Being a musician, he says, has been his lifelong ambition. He grew up with music-loving parents — “I remember my dad getting a John Lennon album and just playing it on repeat” — and he was encouraged in his ambitions by “a really amazing music teacher I had in primary school” and was the first person to show him a synthesizer.
He also grew up listening to the pop music of the 1980s and ’90s, developing a love for such acts as the Eurythmics, Madonna, George Michael, ABBA, and Frankie Goes to Hollywood. Ockert’s music recalls the best of that era, yet it’s clearly contemporary as well.
While poised for greater fame, Ockert is not exactly unknown.
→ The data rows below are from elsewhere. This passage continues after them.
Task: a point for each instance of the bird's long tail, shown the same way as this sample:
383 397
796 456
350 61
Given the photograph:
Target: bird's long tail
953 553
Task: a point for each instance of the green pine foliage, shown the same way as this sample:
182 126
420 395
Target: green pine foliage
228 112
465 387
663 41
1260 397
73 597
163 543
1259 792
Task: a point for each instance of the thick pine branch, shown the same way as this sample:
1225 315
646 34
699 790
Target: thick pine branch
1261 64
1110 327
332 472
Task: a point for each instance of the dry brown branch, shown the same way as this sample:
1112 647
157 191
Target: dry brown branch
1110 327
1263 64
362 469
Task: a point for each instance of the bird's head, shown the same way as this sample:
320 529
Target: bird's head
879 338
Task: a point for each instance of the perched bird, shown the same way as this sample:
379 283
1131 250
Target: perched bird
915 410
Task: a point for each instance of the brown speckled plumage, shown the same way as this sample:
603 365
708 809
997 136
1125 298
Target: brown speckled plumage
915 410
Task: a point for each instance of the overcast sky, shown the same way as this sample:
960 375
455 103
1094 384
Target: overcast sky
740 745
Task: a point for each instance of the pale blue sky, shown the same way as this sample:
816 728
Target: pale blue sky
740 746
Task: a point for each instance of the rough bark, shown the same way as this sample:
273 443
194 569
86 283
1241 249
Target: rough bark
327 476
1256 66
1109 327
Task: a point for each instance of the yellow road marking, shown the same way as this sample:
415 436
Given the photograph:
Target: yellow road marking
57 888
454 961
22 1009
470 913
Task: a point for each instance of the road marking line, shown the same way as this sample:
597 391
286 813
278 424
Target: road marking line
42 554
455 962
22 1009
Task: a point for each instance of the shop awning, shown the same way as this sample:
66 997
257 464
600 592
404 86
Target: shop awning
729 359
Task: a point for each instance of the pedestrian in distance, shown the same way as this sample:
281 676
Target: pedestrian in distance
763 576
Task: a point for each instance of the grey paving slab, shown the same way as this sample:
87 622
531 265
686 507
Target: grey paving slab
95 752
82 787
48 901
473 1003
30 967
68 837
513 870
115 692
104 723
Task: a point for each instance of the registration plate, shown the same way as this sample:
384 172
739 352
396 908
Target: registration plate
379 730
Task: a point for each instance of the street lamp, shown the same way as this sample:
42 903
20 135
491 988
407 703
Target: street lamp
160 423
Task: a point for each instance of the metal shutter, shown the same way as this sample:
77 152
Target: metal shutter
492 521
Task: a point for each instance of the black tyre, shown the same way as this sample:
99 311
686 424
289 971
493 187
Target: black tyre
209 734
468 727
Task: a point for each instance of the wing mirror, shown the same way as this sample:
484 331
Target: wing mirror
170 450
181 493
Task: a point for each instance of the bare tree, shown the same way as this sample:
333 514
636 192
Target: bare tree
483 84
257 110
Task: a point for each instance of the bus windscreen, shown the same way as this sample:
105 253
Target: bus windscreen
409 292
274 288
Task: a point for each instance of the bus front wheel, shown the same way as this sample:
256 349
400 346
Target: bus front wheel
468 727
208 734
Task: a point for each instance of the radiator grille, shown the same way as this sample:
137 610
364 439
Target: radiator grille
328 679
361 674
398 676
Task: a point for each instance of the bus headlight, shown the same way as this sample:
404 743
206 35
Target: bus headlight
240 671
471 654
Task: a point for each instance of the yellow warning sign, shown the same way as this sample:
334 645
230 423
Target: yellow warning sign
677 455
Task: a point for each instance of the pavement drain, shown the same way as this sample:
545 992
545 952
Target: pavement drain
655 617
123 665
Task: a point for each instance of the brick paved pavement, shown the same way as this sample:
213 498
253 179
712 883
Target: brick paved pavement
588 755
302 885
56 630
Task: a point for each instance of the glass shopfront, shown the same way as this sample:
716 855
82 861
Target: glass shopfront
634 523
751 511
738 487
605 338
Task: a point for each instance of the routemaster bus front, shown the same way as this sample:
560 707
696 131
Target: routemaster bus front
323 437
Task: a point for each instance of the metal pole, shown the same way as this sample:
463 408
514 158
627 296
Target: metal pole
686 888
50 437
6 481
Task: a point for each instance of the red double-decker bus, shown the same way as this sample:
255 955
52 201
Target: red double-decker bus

He released his first album, Anything Is Possible, in 2005, and it brought him substantial critical praise and a 2006 OutMusic Awards nomination. He has several singles to his credit, and he cowrote and produced Grace Garland’s album Lovers Never Lie (in Bed).
Now he’s finishing his second studio album, tentatively titled Short Story Long, consisting of what he calls “quirky electro-pop” songs; it will be released next year, and he’ll be touring to support it. He’s also the subject of a documentary being made by Merciless Studio Films, expected to be finished and submitted to film festivals in the new year. The filmmakers had spoken with Ockert about doing some music videos, and they decided they’d like to make a documentary about him.